Anatomy-Aware Unsupervised Detection and Localization of Retinal Abnormalities in Optical Coherence Tomography

arXiv cs.LG / 4/27/2026

💬 OpinionIdeas & Deep AnalysisModels & Research

Key Points

  • The paper addresses a key bottleneck in OCT (Optical Coherence Tomography) analysis—expert lesion annotations are costly and labor-intensive—by proposing an unsupervised anomaly detection method that does not require abnormality labels.
  • It trains a discrete latent model on normal B-scans to learn healthy OCT anatomical distributions, then detects and localizes abnormalities using reconstruction discrepancies at inference time.
  • To improve robustness in clinical settings, the method adds retinal layer-aware supervision and structured triplet learning to better separate healthy versus pathological representations across different imaging devices and patient groups.
  • Experiments show strong results on the Kermany dataset (AUROC 0.799), improved cross-dataset generalization on Srinivasan (AUROC 0.884), and competitive segmentation performance on the RETOUCH external benchmark (Dice 0.200, mIoU 0.117).
  • Overall, the approach demonstrates reproducibility across institutions and outperforms several prior unsupervised VAE/VQAE/VQGAN-style and anomaly detection baselines.

Abstract

Reliable automated analysis of Optical Coherence Tomography (OCT) imaging is crucial for diagnosing retinal disorders but faces a critical barrier: the need for expensive, labor-intensive expert annotations.
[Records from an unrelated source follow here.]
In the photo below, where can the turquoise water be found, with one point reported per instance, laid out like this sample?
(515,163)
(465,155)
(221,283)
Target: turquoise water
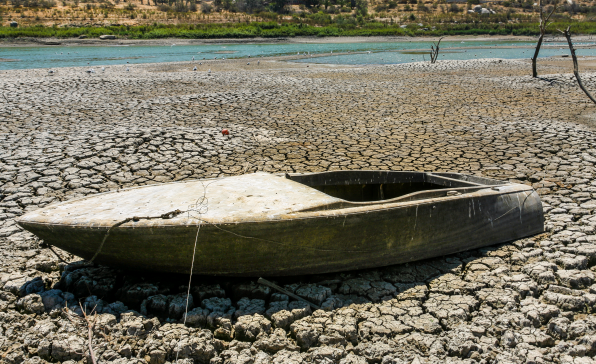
(359,53)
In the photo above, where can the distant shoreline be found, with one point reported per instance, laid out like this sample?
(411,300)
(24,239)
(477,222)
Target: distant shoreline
(43,42)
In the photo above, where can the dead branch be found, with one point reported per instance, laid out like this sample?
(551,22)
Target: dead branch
(7,102)
(542,25)
(90,325)
(434,51)
(575,66)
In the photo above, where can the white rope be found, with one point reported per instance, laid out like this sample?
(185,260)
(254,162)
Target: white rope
(192,264)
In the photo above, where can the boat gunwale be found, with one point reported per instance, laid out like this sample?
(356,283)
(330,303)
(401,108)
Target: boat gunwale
(275,174)
(482,191)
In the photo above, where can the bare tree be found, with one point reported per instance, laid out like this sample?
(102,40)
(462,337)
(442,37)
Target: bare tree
(542,27)
(434,51)
(575,66)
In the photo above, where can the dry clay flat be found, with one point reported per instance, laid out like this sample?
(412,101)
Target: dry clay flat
(274,225)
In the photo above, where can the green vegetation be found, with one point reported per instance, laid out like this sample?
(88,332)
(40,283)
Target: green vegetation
(273,29)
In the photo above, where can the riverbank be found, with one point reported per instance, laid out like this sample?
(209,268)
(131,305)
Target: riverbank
(33,42)
(71,134)
(289,30)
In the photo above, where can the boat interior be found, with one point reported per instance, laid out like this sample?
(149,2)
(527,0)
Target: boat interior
(372,186)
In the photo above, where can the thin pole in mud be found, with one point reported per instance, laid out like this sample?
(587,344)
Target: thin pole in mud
(575,65)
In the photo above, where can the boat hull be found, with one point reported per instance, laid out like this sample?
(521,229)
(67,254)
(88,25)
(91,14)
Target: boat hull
(315,242)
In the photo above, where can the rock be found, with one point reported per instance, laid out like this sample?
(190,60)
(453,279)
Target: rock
(157,356)
(275,342)
(134,295)
(178,304)
(313,293)
(31,304)
(217,304)
(197,317)
(248,328)
(249,307)
(53,299)
(68,348)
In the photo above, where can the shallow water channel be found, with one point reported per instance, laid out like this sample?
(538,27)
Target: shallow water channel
(344,53)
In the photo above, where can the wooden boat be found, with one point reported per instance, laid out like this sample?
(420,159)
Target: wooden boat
(273,225)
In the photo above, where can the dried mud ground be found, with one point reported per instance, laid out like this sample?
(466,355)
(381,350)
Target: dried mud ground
(73,134)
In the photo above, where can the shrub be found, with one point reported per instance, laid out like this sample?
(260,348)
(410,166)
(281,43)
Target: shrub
(206,8)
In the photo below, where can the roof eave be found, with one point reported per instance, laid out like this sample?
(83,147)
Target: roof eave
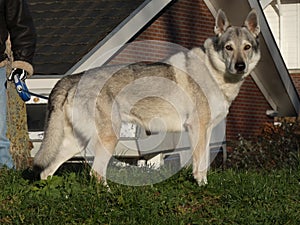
(114,41)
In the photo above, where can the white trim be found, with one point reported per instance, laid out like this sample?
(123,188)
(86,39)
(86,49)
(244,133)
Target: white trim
(277,58)
(105,49)
(211,7)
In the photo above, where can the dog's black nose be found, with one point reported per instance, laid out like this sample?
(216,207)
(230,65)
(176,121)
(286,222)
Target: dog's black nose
(240,66)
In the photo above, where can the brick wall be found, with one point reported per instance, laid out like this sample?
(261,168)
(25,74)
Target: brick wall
(247,114)
(188,24)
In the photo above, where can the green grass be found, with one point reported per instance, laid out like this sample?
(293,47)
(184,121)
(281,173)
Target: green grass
(231,197)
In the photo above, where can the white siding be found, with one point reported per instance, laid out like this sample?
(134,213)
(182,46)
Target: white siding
(287,34)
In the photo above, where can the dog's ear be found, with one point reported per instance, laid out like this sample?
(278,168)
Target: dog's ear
(252,23)
(222,23)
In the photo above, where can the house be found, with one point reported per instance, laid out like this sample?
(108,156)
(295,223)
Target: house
(77,35)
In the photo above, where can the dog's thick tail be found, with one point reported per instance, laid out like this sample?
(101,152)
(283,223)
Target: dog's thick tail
(54,130)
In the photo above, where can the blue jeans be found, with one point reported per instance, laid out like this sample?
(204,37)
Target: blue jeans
(5,156)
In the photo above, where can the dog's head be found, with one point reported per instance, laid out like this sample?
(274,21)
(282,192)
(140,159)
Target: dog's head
(235,50)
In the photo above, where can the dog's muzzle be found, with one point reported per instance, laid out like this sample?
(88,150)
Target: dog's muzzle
(240,67)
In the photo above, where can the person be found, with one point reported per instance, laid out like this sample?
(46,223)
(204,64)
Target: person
(16,24)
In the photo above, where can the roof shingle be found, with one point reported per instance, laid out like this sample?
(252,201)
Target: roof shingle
(68,29)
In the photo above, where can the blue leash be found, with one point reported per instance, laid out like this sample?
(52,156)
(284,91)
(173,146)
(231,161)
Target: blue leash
(23,91)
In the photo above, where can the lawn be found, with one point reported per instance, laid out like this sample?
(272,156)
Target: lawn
(231,197)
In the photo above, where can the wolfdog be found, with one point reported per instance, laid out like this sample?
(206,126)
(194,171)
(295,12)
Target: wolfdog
(190,91)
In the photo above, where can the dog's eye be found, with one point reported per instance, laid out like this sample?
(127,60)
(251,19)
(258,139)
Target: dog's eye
(228,48)
(247,47)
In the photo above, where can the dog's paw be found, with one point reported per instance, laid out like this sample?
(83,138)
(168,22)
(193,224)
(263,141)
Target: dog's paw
(201,178)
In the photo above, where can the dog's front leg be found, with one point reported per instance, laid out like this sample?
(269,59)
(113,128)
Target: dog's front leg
(199,139)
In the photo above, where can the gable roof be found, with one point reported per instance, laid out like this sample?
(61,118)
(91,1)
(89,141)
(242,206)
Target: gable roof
(68,29)
(64,38)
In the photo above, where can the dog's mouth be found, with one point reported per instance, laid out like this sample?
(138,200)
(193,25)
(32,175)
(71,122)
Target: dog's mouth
(233,77)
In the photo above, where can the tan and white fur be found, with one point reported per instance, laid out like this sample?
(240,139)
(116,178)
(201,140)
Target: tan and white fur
(189,91)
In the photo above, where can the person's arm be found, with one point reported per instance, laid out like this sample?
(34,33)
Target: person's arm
(22,34)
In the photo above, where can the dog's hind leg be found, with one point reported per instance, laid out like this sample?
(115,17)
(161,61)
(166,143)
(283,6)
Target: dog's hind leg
(103,150)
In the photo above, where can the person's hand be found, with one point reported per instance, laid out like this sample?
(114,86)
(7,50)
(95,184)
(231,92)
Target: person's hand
(22,74)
Supervised deep learning models struggle to generalize across diverse pathologies, imaging devices, and patient populations due to their restricted vocabulary of annotated abnormalities. We propose an unsupervised anomaly detection framework that learns the normative distribution of healthy retinal anatomy without lesion annotations, directly addressing annotation efficiency challenges in clinical deployment. Our approach leverages a discrete latent model trained on normal B-scans to capture OCT-specific structural patterns. To enhance clinical robustness, we incorporate retinal layer-aware supervision and structured triplet learning to separate healthy from pathological representations, improving model reliability across varied imaging conditions. During inference, anomalies are detected and localized via reconstruction discrepancies, enabling both image and pixel-level identification without requiring disease-specific labels. On the Kermany dataset (AUROC: 0.799), our method substantially outperforms VAE, VQVAE, VQGAN, and f-AnoGAN baselines. Critically, cross-dataset evaluation on Srinivasan achieves AUROC 0.884 with superior generalization, demonstrating robust domain adaptation. On the external RETOUCH benchmark, unsupervised anomaly segmentation achieves competitive Dice (0.200) and mIoU (0.117) scores, validating reproducibility across institutions.